Suppressing PEDOT:PSS Doping-Induced Interfacial Recombination Loss in Perovskite Solar Cells

PEDOT: PSS is widely used as a hole transport layer (HTL) in perovskite solar cells (PSCs) due to its facile processability, industrial scalability, and commercialization potential. However, PSCs utilizing PEDOT: PSS suffer from strong recombination losses compared to other organic HTLs. This results in lower opencircuit voltage (V-OC) and power conversion efficiency (PCE). Most studies focus on doping PEDOT:PSS to improve charge extraction, but it has been suggested that a high doping level can cause strong recombination losses. Herein, we systematically dedope PEDOT: PSS with aqueous NaOH, raising its Fermi level by up to 500 meV, and optimize its layer thickness in p-i-n devices.
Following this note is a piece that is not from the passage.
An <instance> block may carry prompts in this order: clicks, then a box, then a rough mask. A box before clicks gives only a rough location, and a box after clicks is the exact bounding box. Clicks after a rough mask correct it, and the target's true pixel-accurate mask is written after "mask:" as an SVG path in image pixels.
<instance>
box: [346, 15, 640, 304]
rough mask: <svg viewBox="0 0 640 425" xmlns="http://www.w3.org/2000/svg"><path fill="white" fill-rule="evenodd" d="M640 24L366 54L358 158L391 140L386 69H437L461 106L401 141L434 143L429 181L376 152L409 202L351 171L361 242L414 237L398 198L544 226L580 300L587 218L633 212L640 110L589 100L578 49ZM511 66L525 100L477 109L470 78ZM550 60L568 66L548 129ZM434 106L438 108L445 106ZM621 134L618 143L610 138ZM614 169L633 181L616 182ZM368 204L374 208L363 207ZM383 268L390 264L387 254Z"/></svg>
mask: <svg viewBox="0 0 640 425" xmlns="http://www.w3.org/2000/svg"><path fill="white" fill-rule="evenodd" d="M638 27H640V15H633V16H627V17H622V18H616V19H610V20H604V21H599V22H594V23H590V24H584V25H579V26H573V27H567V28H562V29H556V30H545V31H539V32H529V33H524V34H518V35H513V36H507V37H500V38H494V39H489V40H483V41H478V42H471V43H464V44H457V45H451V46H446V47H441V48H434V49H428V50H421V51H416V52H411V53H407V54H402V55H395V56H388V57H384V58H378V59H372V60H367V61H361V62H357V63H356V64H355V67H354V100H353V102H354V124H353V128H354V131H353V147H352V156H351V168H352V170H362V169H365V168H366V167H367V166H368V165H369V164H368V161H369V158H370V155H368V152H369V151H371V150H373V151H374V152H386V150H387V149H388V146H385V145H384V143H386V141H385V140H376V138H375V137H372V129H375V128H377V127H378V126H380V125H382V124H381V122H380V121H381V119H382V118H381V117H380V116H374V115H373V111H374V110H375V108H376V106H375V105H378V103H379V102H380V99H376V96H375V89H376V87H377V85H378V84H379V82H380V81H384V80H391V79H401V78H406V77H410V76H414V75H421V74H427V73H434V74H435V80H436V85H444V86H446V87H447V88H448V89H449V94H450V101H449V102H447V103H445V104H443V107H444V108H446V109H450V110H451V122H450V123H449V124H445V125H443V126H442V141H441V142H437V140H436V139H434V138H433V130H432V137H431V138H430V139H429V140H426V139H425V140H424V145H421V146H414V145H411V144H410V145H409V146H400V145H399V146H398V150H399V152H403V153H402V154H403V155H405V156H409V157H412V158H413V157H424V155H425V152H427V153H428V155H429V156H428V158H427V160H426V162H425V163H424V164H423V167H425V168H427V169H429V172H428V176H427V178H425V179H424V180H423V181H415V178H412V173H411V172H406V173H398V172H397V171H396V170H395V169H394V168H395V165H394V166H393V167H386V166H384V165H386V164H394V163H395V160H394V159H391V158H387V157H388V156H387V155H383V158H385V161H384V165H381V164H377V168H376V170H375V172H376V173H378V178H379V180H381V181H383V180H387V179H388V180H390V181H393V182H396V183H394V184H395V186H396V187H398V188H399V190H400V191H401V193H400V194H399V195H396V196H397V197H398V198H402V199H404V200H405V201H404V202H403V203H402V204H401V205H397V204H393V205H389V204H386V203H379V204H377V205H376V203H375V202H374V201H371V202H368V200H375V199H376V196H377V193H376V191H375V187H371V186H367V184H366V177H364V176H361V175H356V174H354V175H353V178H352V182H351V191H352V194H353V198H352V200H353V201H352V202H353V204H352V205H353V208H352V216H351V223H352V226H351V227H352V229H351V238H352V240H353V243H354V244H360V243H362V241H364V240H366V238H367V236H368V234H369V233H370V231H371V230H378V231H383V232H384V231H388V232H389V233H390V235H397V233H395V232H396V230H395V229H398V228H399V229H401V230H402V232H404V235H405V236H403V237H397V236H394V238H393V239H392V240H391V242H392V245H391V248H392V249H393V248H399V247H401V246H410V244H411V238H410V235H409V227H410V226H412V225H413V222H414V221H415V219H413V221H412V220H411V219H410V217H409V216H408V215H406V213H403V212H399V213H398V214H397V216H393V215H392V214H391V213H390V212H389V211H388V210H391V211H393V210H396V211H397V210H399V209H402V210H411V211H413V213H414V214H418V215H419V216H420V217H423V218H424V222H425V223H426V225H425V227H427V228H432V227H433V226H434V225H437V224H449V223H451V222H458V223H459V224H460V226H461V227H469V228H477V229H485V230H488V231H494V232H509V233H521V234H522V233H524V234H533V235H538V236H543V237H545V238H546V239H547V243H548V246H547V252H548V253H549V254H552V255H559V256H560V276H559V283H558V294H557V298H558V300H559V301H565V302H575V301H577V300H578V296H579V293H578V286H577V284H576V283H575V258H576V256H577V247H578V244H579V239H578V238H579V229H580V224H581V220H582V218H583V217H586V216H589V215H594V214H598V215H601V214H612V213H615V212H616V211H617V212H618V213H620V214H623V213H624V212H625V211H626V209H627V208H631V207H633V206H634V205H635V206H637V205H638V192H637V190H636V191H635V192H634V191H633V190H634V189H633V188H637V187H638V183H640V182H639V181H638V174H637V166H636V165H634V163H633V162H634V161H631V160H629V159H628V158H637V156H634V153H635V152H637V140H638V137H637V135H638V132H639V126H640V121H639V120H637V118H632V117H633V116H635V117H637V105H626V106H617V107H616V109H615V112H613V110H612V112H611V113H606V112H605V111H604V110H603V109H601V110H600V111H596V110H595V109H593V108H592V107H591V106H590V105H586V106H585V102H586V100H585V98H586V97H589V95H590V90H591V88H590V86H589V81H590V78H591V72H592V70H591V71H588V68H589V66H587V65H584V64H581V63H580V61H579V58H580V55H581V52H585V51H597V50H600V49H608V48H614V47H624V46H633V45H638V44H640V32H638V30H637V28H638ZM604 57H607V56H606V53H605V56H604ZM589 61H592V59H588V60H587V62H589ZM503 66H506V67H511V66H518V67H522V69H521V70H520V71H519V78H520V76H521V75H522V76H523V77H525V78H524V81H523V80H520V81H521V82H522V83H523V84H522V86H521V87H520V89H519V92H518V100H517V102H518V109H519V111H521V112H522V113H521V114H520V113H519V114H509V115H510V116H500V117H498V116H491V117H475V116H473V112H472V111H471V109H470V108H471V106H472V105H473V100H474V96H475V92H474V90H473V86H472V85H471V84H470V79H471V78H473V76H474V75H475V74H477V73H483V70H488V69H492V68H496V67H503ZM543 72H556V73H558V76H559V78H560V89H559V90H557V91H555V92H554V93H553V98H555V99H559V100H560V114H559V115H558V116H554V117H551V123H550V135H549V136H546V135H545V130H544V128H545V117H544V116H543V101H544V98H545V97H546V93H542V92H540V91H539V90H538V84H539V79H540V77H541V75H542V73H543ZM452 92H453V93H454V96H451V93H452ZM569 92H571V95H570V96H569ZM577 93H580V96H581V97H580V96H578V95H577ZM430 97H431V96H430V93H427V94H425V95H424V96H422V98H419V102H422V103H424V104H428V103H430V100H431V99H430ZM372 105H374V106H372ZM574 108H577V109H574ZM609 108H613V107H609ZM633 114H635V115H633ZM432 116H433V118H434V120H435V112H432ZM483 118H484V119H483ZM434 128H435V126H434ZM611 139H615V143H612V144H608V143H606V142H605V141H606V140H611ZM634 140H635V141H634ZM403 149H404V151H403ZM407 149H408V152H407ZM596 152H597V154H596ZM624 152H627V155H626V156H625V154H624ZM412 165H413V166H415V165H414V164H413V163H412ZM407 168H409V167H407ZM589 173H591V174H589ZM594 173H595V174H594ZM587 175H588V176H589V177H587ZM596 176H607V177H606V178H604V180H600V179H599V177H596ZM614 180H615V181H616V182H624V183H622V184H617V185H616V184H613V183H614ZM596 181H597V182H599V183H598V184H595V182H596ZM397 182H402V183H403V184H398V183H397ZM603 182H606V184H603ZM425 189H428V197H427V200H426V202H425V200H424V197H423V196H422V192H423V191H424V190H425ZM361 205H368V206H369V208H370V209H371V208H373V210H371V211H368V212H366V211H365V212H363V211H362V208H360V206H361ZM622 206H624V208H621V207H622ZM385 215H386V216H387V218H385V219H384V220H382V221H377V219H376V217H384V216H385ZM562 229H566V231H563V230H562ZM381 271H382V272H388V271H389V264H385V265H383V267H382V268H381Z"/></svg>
A significant reduction of recombination losses at the dedoped PEDOT:PSS/perovskite interface is evidenced by a longer photoluminescence lifetime and higher magnitude of surface photovoltage, leading to an increased device V-OC, fill factor, and PCE. These results provide insights into the relationship between doping level of HTLs and interfacial charge carrier recombination losses.

Automated summary

PEDOT: PSS is widely used in perovskite solar cells as a hole transport layer due to its processability, scalability, and commercialization potential. However, PSCs utilizing PEDOT: PSS suffer from recombination losses. In this study, dedoping PEDOT: PSS and optimizing its layer thickness improved the device's performance by reducing recombination losses at the interface.